Mount Rainier saw white-out conditions on Wednesday.

A team of skilled skiers and climbers was being prepared to search for two campers and two climbers overdue from their trips up Mount Rainier during a major winter storm, the national park said Wednesday.

The team, along with a helicopter crew, was having to wait for the storm hitting the Northwest to ease up. Two searchers had to turn back Tuesday due to 100-mph gusts.

"A search team of two traveled the route above Paradise to Panorama Point Tuesday afternoon to assess conditions in the area and look for signs of two overdue parties," the park said in a statement. "Travel was extremely difficult with the team sinking two, three feet into the snow with each step. Visibility was limited, winds were gusting up to 100 mph, and their tracks filled in behind them as they negotiated the deep snow." 

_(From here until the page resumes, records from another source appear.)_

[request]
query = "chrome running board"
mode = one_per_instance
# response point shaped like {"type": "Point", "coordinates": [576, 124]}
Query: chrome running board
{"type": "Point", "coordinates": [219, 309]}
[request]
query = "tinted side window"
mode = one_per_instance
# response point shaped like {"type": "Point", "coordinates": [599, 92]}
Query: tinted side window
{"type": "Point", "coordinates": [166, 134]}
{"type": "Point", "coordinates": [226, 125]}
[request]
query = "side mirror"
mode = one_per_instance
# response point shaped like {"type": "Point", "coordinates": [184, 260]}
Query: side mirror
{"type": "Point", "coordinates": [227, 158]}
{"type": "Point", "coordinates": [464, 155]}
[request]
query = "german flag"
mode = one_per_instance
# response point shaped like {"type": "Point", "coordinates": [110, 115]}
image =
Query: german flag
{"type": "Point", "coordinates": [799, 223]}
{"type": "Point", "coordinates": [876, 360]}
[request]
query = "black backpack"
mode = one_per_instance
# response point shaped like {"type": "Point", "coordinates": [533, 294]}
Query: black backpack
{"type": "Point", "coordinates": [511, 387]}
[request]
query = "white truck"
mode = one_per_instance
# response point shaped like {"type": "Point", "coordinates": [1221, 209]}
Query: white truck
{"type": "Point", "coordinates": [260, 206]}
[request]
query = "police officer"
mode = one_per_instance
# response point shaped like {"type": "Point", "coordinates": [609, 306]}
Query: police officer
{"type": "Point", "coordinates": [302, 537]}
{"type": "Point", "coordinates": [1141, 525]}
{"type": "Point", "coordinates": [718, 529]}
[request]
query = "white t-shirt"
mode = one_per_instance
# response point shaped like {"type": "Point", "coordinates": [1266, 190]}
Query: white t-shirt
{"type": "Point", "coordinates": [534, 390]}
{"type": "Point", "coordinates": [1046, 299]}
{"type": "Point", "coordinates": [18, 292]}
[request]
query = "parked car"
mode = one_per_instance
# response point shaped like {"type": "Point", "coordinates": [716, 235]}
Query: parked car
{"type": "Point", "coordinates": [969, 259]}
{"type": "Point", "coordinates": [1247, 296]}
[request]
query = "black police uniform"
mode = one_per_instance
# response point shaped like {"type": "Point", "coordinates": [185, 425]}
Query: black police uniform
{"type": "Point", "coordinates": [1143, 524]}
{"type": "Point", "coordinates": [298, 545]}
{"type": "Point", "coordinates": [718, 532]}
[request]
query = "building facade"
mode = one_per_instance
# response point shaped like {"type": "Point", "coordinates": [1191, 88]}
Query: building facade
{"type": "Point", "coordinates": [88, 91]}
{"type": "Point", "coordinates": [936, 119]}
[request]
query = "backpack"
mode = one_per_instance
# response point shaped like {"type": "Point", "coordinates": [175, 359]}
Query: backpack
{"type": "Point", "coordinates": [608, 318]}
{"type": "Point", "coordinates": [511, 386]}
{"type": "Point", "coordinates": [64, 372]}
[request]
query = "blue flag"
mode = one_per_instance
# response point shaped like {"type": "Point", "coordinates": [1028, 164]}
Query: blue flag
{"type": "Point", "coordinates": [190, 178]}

"Although both parties are equipped for winter camping there is concern with the delay in getting searchers into the field due to the risk associated with difficult travel conditions, severe weather, and extreme avalanche conditions." it added. "Avalanche conditions have gone from high to extreme overnight."

The campers, who were due out on Sunday after a weekend at the Muir Snowfield, were identified as Mark Vucich of San Diego, Calif., and Michelle Trojanowski of Atlanta, Ga.

The climbers, who were due back Monday from a summit attempt, were not identified.

Late Monday, a lost snowshoer who spent two nights on Rainier was found by a search team.